RSF Association approves new cost-sharing agreement for golf club restaurant
The Rancho Santa Fe Association board approved a new agreement to share the cost of running the restaurant at the Rancho Santa Fe Golf Club, a community asset for all Covenant members. The board voted that the Association will allocate $500,000 in this year’s budget toward the restaurant’s operational costs.
The cost-sharing amount RSF Association CFO Seth Goldman had recommended this year was a compromised number in the middle: a $350,000 contribution. The board debated at length at its May 11 meeting considering options such as an equal 50/50 split, $500,000 and $600,000. In the 2023-24 budget, the cost to run the restaurant is $1.47 million—an even split would be $737,000.
RSF Golf Club President Vince Renda said this year really should be a 50-50 split or as close to one as possible.
“This is really a fairness and equitable argument at this point,” Renda said, noting Association members don’t pay social dues or have a food and beverage minimum but have the same access to the restaurant facility and club events that golf members do. “I think we should all share in (the cost).”
The board eventually settled on the $500,000 number with the caveat that cost-saving measures continue to be explored and that the Association and golf club staffs work together to develop a better long-term solution that works for everyone.
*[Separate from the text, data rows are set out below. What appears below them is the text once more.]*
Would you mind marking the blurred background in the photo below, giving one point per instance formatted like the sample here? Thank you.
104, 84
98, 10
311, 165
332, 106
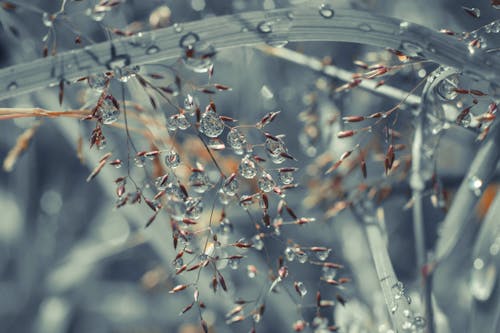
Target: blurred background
71, 262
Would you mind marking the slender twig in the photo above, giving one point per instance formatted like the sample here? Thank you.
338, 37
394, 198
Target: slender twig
339, 73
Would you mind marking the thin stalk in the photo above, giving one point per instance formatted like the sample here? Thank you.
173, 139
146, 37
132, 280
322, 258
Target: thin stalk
298, 24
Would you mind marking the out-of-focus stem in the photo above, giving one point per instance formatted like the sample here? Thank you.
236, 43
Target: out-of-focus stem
339, 73
298, 24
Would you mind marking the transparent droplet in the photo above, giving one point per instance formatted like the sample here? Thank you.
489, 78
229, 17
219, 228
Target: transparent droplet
247, 168
199, 181
322, 255
178, 27
95, 15
446, 88
236, 140
152, 49
265, 27
211, 125
97, 82
286, 177
182, 122
266, 182
411, 49
326, 11
234, 263
178, 263
300, 288
302, 257
47, 19
172, 159
230, 186
398, 290
194, 208
108, 112
190, 104
419, 322
140, 161
475, 184
483, 279
289, 254
257, 242
328, 272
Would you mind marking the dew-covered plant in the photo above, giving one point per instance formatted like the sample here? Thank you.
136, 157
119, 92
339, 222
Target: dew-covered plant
244, 173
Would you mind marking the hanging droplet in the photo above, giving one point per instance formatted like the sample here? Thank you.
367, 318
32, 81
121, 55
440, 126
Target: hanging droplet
230, 186
328, 272
211, 125
289, 254
234, 263
265, 27
446, 89
326, 11
139, 161
300, 288
223, 197
172, 159
48, 19
194, 208
97, 82
257, 242
199, 181
302, 257
108, 112
266, 182
483, 279
475, 184
247, 168
198, 55
236, 140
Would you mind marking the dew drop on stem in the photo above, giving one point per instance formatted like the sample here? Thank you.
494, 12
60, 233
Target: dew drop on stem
326, 11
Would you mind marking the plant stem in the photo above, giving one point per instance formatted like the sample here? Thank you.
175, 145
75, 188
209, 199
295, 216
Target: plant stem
302, 24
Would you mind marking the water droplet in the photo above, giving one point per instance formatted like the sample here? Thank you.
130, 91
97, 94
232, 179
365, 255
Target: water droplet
139, 161
289, 254
199, 181
265, 27
300, 288
230, 186
247, 168
152, 49
419, 322
483, 279
326, 11
48, 19
211, 125
365, 27
97, 82
178, 28
234, 263
257, 242
194, 208
108, 112
266, 182
12, 86
302, 257
475, 185
328, 272
446, 88
172, 159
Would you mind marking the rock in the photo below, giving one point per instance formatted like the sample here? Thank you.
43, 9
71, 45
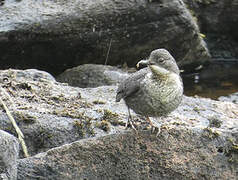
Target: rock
77, 133
54, 36
218, 21
230, 98
28, 74
92, 75
9, 149
178, 152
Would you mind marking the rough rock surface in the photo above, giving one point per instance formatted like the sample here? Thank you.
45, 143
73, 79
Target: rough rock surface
9, 149
86, 129
231, 98
56, 35
177, 153
92, 75
218, 21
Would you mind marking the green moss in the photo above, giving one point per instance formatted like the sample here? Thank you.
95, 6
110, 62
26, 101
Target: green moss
98, 102
211, 133
26, 118
104, 125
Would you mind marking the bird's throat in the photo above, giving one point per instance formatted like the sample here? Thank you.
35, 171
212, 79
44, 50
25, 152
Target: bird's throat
159, 72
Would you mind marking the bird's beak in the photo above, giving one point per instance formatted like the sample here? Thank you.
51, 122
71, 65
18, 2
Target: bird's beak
142, 63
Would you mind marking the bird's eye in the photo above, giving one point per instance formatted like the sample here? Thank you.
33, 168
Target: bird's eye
161, 60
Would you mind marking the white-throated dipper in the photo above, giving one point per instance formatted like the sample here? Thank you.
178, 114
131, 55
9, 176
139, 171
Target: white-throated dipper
153, 91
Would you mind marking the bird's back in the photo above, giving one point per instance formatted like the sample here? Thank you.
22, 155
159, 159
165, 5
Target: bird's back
131, 85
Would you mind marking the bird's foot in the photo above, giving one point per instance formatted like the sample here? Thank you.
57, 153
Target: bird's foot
153, 127
130, 123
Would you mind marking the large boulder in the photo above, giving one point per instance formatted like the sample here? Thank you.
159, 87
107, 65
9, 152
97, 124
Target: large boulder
92, 75
9, 149
56, 35
77, 133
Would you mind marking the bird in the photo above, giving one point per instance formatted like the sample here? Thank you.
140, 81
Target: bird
154, 91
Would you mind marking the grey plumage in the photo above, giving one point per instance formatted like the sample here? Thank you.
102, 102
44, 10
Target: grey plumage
155, 90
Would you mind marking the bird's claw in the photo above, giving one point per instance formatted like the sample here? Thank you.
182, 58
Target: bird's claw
129, 123
154, 129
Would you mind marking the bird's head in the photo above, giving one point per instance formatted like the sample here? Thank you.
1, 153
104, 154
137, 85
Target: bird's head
160, 58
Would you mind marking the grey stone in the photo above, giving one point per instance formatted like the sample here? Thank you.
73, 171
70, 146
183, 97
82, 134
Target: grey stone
81, 134
9, 149
92, 75
54, 36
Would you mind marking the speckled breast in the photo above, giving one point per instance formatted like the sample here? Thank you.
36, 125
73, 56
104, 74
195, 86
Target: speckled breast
157, 98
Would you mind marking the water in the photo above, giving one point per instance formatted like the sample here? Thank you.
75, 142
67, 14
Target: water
219, 79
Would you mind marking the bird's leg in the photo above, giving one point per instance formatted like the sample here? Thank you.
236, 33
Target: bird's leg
153, 127
129, 121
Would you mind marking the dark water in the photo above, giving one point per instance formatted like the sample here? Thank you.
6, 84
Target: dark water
219, 79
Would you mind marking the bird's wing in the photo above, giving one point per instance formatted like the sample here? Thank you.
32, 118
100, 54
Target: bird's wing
131, 84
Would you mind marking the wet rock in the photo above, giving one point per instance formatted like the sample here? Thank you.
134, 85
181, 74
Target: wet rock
9, 149
56, 35
92, 75
230, 98
218, 21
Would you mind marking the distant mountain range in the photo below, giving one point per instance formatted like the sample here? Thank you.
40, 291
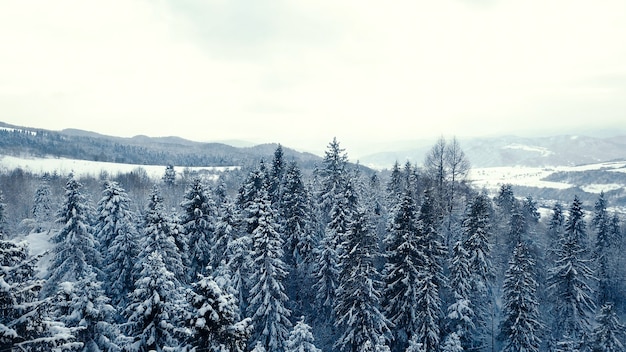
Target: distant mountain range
143, 150
565, 150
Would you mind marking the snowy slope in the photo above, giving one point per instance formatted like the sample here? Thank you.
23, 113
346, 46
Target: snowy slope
491, 178
80, 168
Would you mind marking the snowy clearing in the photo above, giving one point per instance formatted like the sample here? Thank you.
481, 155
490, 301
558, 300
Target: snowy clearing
540, 150
491, 178
91, 168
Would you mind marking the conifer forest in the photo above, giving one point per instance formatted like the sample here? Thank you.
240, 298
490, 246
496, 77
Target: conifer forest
274, 257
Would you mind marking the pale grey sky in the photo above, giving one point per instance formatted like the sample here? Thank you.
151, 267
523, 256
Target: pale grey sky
302, 72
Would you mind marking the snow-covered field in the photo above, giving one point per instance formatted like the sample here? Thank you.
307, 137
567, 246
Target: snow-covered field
491, 178
64, 166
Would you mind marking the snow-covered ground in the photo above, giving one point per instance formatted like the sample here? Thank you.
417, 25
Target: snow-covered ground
64, 166
491, 178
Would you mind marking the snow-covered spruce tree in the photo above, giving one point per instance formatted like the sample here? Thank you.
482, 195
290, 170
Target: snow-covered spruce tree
460, 314
358, 296
169, 176
90, 315
267, 303
214, 321
452, 343
395, 186
301, 339
556, 227
608, 335
618, 267
74, 254
405, 259
603, 251
300, 238
476, 235
225, 231
429, 312
42, 207
569, 281
276, 174
3, 217
159, 236
113, 215
198, 224
521, 326
332, 178
326, 275
25, 320
118, 237
154, 308
249, 193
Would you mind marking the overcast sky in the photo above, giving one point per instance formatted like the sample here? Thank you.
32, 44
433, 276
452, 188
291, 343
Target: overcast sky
302, 72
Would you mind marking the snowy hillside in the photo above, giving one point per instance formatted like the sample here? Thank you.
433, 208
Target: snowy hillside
559, 183
80, 168
516, 151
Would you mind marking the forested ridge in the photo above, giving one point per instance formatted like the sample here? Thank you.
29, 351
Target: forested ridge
271, 258
142, 150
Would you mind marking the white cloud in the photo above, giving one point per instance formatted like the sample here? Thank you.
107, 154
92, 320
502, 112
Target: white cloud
303, 72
As part of the decision, the board also agreed to raise assessments to 15 cents per $100 of assessed value to approve the budget—the board will not officially vote on assessment rates until October.
The golf club footed the entire bill for running the restaurant until 2019 when the Association board approved the initial cost-sharing agreement. Per the agreement, the amount of the cost share was based on costs expected to be incurred by the food and beverage operations and revised each year.
For the first year, the Association’s exposure was limited to a fixed amount of $300,000 and they stayed within that fixed amount for the following 2020-21 budget. However, for the next two years’ budgets, the restaurant’s operating loss increased as did the Association’s share. Last year the Association pitched in $800,000.
A joint committee, colloquially called the “3 by 3”, formed in 2018 and was tasked with the potential renovation of the clubhouse and restaurant and the operational aspects of the restaurant. The committee included three members from the Association board and three members from the RSF Golf Club board—the cost-sharing agreement was one of its recommendations.
The committee is no longer functional and has not met since December 2021.
Director Phil Trubey said the reason the board was having the cost-sharing discussion was that in the last two weeks, the golf club and former manager stated they were no longer interested in having the agreement and wanted to cancel it. While they did not want the oversight of the joint committee, they did not want to cancel the funding.
In his comments, Trubey said the board was put in a “tough position” and he didn’t think they should be discussing numbers at the board level—he said the Association and golf club staffs should figure it out and work together to come up with the solution for the board’s review and approval.
“The reason this had to happen was basically a governance issue and that’s one of the things that needs to be fixed,” Trubey said.
During the conversation, the restaurant was referenced several times as “an operational loss”, however, President Don Comstock preferred it to be considered more the cost of running the amenity, a service the Association provides to its members.
“This is a great community asset,” said Director Lorraine Kent. “We should subsidize the restaurant and it’s just how do we subsidize it…It has to be equitable.”
In his comments, outgoing Director Greg Gruzdowich said the board knows that it needs to do something different regarding funding the restaurant: “Even the 50-50 split is not equitable across the board because golfers are paying through their golf dues plus as Association members.” His recommendation was to continue the split as it was last year and work toward a more equitable plan in the future, “so nobody is subsidizing anybody else.”
The Association’s goal for the golf club campus and restaurant is that it is a community gathering spot that is accessible, enjoyable and inviting to all community members.
At the annual meeting that night, the Association’s architect Rodolfo Ocio shared updated renderings of the restaurant and snack bar renovation.
The design concepts include improving the layout by redefining the entrance, creating an open floor plan around a new bar, and embracing the outdoors and expanding the patio. Features include larger chandeliers, a formal dining room, a wine lounge with private wine lockers and a card room.
The snack bar project will involve demolishing the existing building and completely re-imagining it as a new “casual dining annex”. The idea is for the elevated, family-friendly snack bar to include features like a pizza oven and an area for lawn games.
Early estimates for the cost of the upgrades are about $3 million for the snack bar and $5.4 to $6 million for the restaurant. Once the designs are completed, there will be town halls for community feedback and Art Jury review.